Henry’s heart rate dropped below 200 as they administered morphine to prep him for surgery. My understanding of this surgery was they they would put the bladder and the stomach back in his abdomen through the small hole and put his intestines in a silo bag that would allow for them to go back in slowly over the course of several days so that there wouldn’t be too much pressure on the inside of his small abdomen (it never needed to grow to hold the intestines since his intestines were never inside).
That’s when the surgeon asked my dad and I to leave. I kind of expected that. My dad and I talked as we made our way back to Sofia’s room. When we got there, to my surprise, Sofia was talking with my mom and seemed to coming out of the anesthesia. I tapped out my mom and took over the bedside as they finally started to set up the morphine drip. As the pain relief came, Sofia become more aware, but was obviously exhausted.
It was less than an hour later when the surgeon made his way into our room. I could barely stand when he came in. He said, “We got it all in.” I was relieved because it really did look like a lot to fit all of it into the silo. When I said that, he said, “No. It’s all back in his abdomen.” My parents and I had the same reaction. Shock. How the Hell did he fit that much back inside? But I didn’t have the energy to ask. I just thanked him. He told us that he didn’t close Henry’s hole. He just put some mesh over it and covered it. That means it should heal without a scar if all goes well. That’ll leave him without a belly button and with a flat tummy.
That was around seven o’clock–some five hours after our last ultrasound. It’s been some 48 hours since then. Since then, things have become pretty standard. My parents went home the following afternoon. My best friend came down. Our friends at the Ronald McDonald House came over. Other than that, we’ve fallen into a routine of making our way back and forth between the NICU and the Maternal Fetal Care Unit. I’ve probably walked that hallway thirty times already. And Sofia has graduated from the wheelchair to walking the hallway most of the time. Her recovery from the C-Section is ahead of schedule.
As for Henry, all signs look good. From the resting heart rate of 200 before surgery, we watched it fall into the 140s this evening.
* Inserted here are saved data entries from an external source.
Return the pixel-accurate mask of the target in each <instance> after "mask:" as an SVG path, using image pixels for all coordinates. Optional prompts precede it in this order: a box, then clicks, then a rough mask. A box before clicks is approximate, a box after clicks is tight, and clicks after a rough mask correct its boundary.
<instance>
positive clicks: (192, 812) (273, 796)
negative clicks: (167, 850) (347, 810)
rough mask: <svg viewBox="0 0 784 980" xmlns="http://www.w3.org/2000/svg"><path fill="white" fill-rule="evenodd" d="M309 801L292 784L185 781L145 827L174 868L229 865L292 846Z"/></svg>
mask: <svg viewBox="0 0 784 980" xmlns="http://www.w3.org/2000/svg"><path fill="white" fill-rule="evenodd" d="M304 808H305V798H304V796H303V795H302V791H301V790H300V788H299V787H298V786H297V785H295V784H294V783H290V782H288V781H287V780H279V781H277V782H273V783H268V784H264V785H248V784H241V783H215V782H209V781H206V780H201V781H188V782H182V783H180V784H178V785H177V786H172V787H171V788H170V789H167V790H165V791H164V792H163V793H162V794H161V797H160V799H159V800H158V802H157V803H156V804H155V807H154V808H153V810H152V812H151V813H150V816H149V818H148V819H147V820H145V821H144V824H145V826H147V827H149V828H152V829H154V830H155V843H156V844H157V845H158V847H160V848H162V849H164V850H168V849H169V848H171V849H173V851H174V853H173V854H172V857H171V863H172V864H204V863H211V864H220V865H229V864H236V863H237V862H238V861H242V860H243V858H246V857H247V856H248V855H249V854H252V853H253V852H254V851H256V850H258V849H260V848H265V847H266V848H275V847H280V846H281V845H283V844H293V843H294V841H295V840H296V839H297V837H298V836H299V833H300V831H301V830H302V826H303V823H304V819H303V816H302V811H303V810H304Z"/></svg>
It’s been slow and steady. The respiratory rate is falling too–but continues to climb when they pump gunk out of his intestines. He also got a PICC line in today–a procedure I would recommend not being present for.
And now we wait. He continues to get better. He went from morphine in his first few hours to aspirin to no pain meds at all. As the PICC line give him the nutrition he needs is in, we wait for his intestines to heal. Sofia has already started pumping so that we will have milk to give him when his intestines are healed and ready to start the long process to full feedings.
I am ready for the long road ahead. I did not expect such a terrifying entry to this world for our little one.. But we are in a far better place now. This is the part we were ready for–waiting for Henry to recover. Sofia will be discharged as 2018 turns into 2019. After that, our lives will stop being the back and forth in the fourth floor hallway and will start being a back and forth between the hospital and the Ronald McDonald House.
I am convinced that the preparation plan that Children’s Hospital of Colorado provided us and their care upon my son’s arrival saved his life. There is no way to know what would have happened if we weren’t here for that last ultrasound. I will be forever grateful for this place. We are lucky to have such a place here in Colorado.
I will keep you guys updated on the long road to a full recovery.